Mixed-effects modeling of shortleaf pine (Pinus echinata Mill.) growth data

Scope and methods of study. The objective of this study was to develop individual-tree mixed-effects models for basal area growth and the diameter-height relationship of shortleaf pine ( Pinus echinata Mill.). Repeated measurements for attributes including diameter at breast height and total height from over 200 permanent plots were available from eastern Oklahoma and western Arkansas. Models with plot random-effects were fitted using the S-Plus nlme library and SAS PROC NLMIXED utilizing a calibration dataset. Models with independently and normally distributed errors were fitted first.

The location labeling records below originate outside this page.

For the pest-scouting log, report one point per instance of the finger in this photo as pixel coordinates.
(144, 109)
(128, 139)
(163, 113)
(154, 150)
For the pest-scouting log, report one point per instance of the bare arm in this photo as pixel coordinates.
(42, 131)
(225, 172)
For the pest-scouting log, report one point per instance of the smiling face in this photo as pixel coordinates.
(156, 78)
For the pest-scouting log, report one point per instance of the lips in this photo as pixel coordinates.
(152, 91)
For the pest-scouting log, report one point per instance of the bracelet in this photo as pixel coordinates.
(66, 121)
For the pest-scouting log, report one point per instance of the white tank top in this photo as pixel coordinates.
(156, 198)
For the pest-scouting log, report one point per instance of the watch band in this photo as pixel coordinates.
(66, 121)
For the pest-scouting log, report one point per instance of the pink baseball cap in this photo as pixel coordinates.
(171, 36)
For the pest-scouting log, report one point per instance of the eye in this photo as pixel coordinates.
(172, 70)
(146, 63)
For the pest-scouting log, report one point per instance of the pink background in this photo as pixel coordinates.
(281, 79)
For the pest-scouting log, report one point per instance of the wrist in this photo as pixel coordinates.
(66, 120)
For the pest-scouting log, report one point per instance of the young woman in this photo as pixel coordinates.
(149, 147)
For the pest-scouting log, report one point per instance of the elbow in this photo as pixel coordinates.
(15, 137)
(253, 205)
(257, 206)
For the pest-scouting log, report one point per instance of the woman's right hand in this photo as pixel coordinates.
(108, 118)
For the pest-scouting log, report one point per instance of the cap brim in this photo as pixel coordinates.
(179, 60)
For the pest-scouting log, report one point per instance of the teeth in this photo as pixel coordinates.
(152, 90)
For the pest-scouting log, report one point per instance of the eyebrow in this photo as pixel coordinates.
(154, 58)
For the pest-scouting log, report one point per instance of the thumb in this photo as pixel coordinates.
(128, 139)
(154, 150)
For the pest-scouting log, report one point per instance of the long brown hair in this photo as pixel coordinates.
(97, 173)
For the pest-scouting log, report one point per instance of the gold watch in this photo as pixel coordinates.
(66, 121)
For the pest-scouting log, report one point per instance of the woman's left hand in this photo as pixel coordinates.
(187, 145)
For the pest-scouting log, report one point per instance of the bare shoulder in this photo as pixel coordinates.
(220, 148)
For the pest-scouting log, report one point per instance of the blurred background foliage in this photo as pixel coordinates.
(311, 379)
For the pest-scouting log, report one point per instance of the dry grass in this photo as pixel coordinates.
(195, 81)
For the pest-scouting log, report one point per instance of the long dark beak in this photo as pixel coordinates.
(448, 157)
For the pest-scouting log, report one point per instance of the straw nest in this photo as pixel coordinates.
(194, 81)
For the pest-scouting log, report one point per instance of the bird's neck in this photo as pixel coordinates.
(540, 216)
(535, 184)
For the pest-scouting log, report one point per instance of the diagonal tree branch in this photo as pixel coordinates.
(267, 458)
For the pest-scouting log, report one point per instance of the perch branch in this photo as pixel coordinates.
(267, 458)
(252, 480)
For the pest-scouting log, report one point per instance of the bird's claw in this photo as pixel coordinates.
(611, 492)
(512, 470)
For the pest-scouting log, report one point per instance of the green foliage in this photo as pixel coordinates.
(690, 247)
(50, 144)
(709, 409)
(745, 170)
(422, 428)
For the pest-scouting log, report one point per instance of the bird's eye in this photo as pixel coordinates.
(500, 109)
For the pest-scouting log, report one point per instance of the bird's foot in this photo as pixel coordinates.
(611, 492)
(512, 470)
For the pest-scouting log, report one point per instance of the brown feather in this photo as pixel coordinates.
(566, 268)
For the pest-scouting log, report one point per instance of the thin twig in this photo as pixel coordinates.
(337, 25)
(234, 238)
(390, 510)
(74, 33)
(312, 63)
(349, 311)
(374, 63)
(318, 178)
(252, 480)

Then possible spatially correlated and/or heterogeneous within-plot errors were modeled for basal area growth. The most promising models were tested using an independently selected dataset from the same study.; Results and conclusions. Though increasingly popular in forestry, mixed-effects modeling technique has never previously been used in shortleaf pine growth modeling. Nonlinear mixed models with plot random-effects were found to fit the data better than the models fitted with a complete random sample assumption (the ordinary least-squares method) as reported in Lynch et al. (1999) for both a basal area growth model and a model for diameter-height relationship. Because data were grouped by plots, a mixed-effects model with plot-level random-effects was a more realistic representation of the data structure than ordinary least squares. Spatial correlation among tree measurements within a plot did not appear to be important in presence of plot random-effects. However, variance modeling using a variance function with tree basal area as a covariate accounted for heterogeneity of within-plot errors better than the modeling approach in which constant variance was assumed.